The two World Wars affected production greatly, with many of the mill workers either fighting overseas or serving in home defence. The Great Depression also saw many mill hands leave the area as wages were not covering food and other necessities. In 1941, the original mill burnt down, and a new, smaller mill requiring only 16 workers was built. At the time of the fires, Nanga Brook was already in trouble, unable to compete with the Dwellingup mill.

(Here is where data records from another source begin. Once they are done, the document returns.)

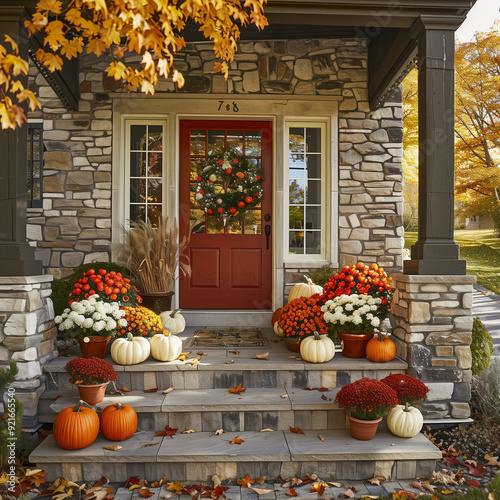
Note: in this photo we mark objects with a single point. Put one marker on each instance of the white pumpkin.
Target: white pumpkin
(307, 289)
(317, 348)
(130, 351)
(405, 421)
(173, 320)
(165, 347)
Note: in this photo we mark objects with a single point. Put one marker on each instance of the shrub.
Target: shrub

The fires in January and February 1961 incinerated the entire town and devastated the countryside. A massive appeal was mounted through Perth and eastern states newspapers by the Australian Red Cross and other charities meeting with a generous response, which ensured the workers and their families were able to rebuild their lives. However, there was no reason for them to return to Nanga Brook, and in 1962, the Governor General declared the end of the town. The area was replanted with stands of pine by the Forests Department (now Department of Parks and Wildlife), who promoted it as a camping and picnic spot.

==Present day==
The Lane Poole Reserve (named after Charles Lane Poole, Australia's first Inspector-General of Forests) is a 55,000 ha forest reserve with stands of jarrah, wandoo, marri and blackbutt. It combined six previous reserves and was gazetted in 1984, with a management plan being approved in 1990. The most popular parts of the reserve are those near to the Murray River, one of the few undammed rivers in this part of Western Australia with natural waterfalls and rock pools along its length. The most popular campsites are Baden Powell, Nanga Mill, Stringers and Charlie's Flat, followed by Tony's Bend and Yarragil, while Icy Creek Environmental Education Camp (built in 1984) offers built accommodation for students and community groups. Only one or two roads in the area are sealed, and a CALM-issued paper has identified this as a matter to be rectified, along with the overuse of non-designated campsites, visitor behaviour and safety, dogs in the reserve and firewood collection.